Gli uomini in nero si scostarono e comparve un omino in doppiopetto blu con un rimasuglio di capelli tinti ai lati delle orecchie.
A Sandro ricordava un venditore di aspirapolveri. La faccia dell’omino era famigliare. Gli sembrava di averlo già visto da qualche parte.
L’omino si avvicinò con un ghigno lupesco.
Vicino, la chiesa continuava ad ardere allegramente.
L’elicottero era riuscito ad atterrare poco lontano da lì.
Da qualche parte oltre le colonne di fumo nero e acre, arrivavano gli echi di alcune sirene.
- Arrivano, – disse uno degli uomini.
L’omino non rispose. Nell’osservare Sandro, gli angoli della bocca si inclinarono all’ingiù. Sembrava dispiaciuto.
Sirene spiegate in avvicinamento.
- Signore…
L’omino tirò fuori un fazzoletto immacolato dalla tasca e pulì il viso di Sandro dalla fuliggine. Poi strizzò l’occhio.
- Niente di personale, ragazzo.
Fece un cenno ad uno degli uomini in nero. Questi appoggiò la canna di una Red 9 sulla fronte del ragazzo.
- Ci siamo, – pensò Sandro.
Un tuono soffocò il mondo.
Dal centro del paese partì uno scintillio tremendo.
Lo scoppio accese il cielo di rosso, facendolo assomigliare ad una grossa fornace.
Tremò la terra.
Gli uomini in nero vennero sollevati per aria. Scagliati lontano. Una buona parte delle case si sgretolò in un mulinello di legno, vetro e mattoni. Delle fiamme vennero giù dal cielo.
Sandro sentì l’aria bollente sferzare la sua faccia.
Al primo botto ne seguirono altri a catena e altro rosso incandescente accese il cielo. Enormi pezzi di lamiera si conficcarono nel terreno nel raggio di un miglio. Gli uomini in nero gridarono confusi. Molti di loro avevano perso gli occhiali e tenevano gli occhi chiusi per l’insopportabile riverbero di luce. Altri incespicavano nel campo, trafitti dalle schegge nell’aria. Uno degli uomini venne schiacciato dai resti carbonizzati di una Peugeout 205. Qualcuno cercò di raggiungere l’elicottero.

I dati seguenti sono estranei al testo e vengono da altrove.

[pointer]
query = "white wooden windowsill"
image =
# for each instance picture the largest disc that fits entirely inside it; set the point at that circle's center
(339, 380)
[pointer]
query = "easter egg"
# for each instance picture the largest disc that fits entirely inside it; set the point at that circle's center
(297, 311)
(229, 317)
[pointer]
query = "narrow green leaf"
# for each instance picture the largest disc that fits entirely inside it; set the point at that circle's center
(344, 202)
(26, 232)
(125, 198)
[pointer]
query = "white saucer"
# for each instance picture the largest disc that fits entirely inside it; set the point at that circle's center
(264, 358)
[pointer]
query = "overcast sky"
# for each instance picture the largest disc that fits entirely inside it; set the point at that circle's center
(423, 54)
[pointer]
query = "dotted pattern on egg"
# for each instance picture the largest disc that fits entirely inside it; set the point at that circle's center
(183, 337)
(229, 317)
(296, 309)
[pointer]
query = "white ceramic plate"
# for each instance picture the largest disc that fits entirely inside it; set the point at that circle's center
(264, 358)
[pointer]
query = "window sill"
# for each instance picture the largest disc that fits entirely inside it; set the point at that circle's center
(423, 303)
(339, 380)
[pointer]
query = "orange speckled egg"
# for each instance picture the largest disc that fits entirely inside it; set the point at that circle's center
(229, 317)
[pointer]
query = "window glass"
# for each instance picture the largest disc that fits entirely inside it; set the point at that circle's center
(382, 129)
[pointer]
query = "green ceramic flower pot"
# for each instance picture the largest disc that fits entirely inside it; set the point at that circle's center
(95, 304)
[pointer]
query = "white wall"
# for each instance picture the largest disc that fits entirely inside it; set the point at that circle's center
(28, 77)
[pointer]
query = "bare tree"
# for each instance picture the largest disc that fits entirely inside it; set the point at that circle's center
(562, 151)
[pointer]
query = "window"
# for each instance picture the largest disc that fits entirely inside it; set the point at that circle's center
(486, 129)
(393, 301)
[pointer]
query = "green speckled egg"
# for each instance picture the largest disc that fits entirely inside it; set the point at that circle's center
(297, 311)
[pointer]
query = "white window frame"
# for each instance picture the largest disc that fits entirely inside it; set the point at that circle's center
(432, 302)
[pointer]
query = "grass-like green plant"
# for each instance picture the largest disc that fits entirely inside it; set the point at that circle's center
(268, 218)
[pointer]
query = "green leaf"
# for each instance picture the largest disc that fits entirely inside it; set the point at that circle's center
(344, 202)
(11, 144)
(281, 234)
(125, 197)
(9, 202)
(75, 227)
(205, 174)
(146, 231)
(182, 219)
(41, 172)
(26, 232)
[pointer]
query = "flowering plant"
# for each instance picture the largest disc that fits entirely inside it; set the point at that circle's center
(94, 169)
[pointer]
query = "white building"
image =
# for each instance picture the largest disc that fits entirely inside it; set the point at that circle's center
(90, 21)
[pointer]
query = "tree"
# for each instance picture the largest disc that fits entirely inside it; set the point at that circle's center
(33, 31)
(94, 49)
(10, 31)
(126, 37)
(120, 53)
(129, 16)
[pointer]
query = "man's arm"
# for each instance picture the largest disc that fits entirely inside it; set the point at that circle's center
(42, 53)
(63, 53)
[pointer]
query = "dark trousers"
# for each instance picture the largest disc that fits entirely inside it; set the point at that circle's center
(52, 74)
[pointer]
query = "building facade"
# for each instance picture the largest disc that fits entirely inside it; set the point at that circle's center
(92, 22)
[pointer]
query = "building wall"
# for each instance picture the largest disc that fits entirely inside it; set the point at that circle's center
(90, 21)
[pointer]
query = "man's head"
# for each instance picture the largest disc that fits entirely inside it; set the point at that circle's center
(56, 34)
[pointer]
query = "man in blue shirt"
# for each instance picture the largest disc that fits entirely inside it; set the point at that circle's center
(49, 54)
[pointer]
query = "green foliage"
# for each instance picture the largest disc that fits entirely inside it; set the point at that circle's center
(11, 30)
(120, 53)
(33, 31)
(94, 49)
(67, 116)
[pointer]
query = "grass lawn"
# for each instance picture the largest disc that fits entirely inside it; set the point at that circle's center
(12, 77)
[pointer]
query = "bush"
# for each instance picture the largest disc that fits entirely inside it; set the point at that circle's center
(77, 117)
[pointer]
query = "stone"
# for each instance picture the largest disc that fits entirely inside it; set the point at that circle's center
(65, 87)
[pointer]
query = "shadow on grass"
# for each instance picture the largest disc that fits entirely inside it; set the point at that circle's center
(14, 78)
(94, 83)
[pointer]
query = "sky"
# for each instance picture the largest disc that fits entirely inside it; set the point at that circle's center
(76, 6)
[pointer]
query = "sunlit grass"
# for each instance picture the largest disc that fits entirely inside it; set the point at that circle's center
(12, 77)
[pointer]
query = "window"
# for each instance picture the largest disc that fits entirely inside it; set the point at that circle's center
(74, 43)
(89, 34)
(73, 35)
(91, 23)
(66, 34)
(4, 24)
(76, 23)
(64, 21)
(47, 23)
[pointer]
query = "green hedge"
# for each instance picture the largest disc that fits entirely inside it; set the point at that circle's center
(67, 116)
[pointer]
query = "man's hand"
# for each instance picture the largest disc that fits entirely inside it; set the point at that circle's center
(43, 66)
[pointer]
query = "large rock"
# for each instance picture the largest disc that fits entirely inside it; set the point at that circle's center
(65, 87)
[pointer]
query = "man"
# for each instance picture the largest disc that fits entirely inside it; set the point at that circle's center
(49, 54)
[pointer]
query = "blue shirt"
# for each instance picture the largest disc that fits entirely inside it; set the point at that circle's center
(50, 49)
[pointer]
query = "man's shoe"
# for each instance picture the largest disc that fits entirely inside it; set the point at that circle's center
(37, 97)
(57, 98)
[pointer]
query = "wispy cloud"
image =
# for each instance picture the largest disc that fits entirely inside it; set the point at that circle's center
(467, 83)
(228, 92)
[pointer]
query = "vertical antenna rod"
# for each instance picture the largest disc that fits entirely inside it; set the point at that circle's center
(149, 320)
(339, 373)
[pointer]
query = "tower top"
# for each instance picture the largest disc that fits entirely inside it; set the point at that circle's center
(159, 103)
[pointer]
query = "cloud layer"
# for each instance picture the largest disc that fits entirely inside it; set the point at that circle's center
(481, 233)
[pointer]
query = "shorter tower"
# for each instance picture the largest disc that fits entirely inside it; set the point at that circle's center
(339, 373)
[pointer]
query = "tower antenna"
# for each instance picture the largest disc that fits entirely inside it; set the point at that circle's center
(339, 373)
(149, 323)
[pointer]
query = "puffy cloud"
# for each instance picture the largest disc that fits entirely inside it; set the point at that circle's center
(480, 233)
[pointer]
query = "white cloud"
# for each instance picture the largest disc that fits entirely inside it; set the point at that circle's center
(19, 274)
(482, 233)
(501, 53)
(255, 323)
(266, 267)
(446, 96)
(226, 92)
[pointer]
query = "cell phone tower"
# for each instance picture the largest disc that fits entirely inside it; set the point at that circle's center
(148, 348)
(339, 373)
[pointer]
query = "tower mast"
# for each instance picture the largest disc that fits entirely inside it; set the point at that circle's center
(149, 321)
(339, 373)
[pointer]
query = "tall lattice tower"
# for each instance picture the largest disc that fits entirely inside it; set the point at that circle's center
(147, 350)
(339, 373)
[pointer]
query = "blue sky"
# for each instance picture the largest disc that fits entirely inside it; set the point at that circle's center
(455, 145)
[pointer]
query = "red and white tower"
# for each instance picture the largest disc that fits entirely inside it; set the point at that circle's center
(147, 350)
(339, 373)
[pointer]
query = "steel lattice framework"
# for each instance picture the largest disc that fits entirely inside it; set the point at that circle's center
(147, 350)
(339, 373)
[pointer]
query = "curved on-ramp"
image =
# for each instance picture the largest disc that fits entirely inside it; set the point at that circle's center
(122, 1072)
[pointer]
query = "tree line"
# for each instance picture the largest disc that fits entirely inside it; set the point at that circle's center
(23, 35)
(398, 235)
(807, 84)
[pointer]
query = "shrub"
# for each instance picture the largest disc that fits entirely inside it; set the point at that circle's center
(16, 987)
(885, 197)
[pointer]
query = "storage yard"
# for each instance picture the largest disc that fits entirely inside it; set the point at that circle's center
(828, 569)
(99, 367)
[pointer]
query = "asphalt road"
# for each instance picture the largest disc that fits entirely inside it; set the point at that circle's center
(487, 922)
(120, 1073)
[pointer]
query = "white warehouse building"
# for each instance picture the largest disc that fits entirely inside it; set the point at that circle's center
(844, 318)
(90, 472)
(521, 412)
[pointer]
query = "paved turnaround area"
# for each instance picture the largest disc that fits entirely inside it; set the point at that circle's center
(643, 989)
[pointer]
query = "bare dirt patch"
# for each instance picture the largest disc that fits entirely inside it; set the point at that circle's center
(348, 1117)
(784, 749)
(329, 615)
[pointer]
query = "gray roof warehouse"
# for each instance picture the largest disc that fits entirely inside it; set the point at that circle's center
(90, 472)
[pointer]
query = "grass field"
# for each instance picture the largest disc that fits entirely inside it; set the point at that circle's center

Sandro provò a puntare i gomiti delle braccia e strisciare all’indietro, ma un’altra frustata di dolore lo paralizzò. Sentiva la pelle della faccia e delle braccia piena di bruciature. Anche la maglietta e i jeans erano anneriti da brandelli di carne fumante. Cercò di trattenere il fiato. La nube oleosa delle esplosioni lo ingoiò, soffocandolo. Anidride carbonica e polvere gli intasarono le narici.
Da qualche parte oltre quell’inferno, sentì il rumore dell’elicottero.
Altre folate d’aria bollente. Per un attimo, il fumo si aprì in due.
Sandro ingoiò l’ossigeno rimasto.
Vide l’elicottero ascendere in verticale, superare i pilastri di fuoco e imbucarsi nelle nuvole.
Poi il fumo lo travolse.
Gli echi delle sirene divennero fortissimi.